Ils partaient de l'idée que certains champignons se développent dans des environnements à fort rayonnement sur Terre, comme le rayon de contamination de la centrale nucléaire de Tchernobyl, et que ces organismes semblent effectuer une radiosynthèse par un procédé similaire à la photosynthèse, en utilisant des pigments connus sous le nom de mélanine pour convertir le rayonnement gamma en énergie chimique.

La radiosynthèse correspond grosso modo à la photosynthèse, à cette différence que l'énergie absorbée par la moisissure n'est pas celle du soleil, mais celle émise par les radiations ionisantes étant donné que la radioactivité est présente en quantités immenses.

Dans leur étude publiée par bioRxiv, les scientifiques ont émis l'hypothèse que ces organismes, ou plutôt leur moisissure, pouvaient être utilisés comme bouclier contre les radiations pour protéger d'autres formes de vie.

Testés à bord de l'ISS

La croissance de ces champignons nommés Cladosporium sphaerospermum et leur capacité à atténuer les rayonnements ionisants ont été étudiées à bord de la Station spatiale internationale (ISS) sur une période de 30 jours, dans des conditions simulant le séjour à la surface de Mars.

Le test a démontré que les spécimens d'un peu moins de deux millimètres avaient permis d'abaisser le niveau de radiation d'au moins 2%.

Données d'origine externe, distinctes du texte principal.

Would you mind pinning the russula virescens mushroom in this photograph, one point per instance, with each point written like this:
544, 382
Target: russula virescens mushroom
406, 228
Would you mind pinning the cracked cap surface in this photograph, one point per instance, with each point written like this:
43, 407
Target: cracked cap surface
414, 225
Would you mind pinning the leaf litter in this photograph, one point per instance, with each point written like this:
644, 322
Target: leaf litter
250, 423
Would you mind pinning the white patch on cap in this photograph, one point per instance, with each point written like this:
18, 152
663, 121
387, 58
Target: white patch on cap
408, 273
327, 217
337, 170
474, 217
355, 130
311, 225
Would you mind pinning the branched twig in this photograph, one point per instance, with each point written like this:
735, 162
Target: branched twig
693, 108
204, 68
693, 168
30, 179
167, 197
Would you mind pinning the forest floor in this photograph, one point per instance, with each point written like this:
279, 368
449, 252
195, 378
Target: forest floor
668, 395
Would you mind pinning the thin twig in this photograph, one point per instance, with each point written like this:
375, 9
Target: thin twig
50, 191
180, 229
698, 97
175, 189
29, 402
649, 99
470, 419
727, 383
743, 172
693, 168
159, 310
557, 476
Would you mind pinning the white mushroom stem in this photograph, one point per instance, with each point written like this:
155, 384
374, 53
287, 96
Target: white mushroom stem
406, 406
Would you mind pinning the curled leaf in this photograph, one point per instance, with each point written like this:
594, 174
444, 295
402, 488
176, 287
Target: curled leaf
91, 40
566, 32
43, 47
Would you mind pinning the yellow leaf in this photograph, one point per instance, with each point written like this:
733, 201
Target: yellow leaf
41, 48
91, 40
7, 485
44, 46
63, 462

Pourtant des calculs permettent d'affirmer qu'une couche d'environ 21 centimètres d'épaisseur de ce champignon pourrait largement annuler l'équivalent de la dose de rayonnement annuelle à la surface de Mars, et que neuf centimètres seulement seraient nécessaires avec un mélange équimolaire de mélanine et de Régolithe martien.

Les scientifiques estiment que leur hypothèse est prometteuse en tant que moyen d'augmenter la protection contre les radiations tout en réduisant la masse totale, ce qui est obligatoire pour les futures missions sur Mars.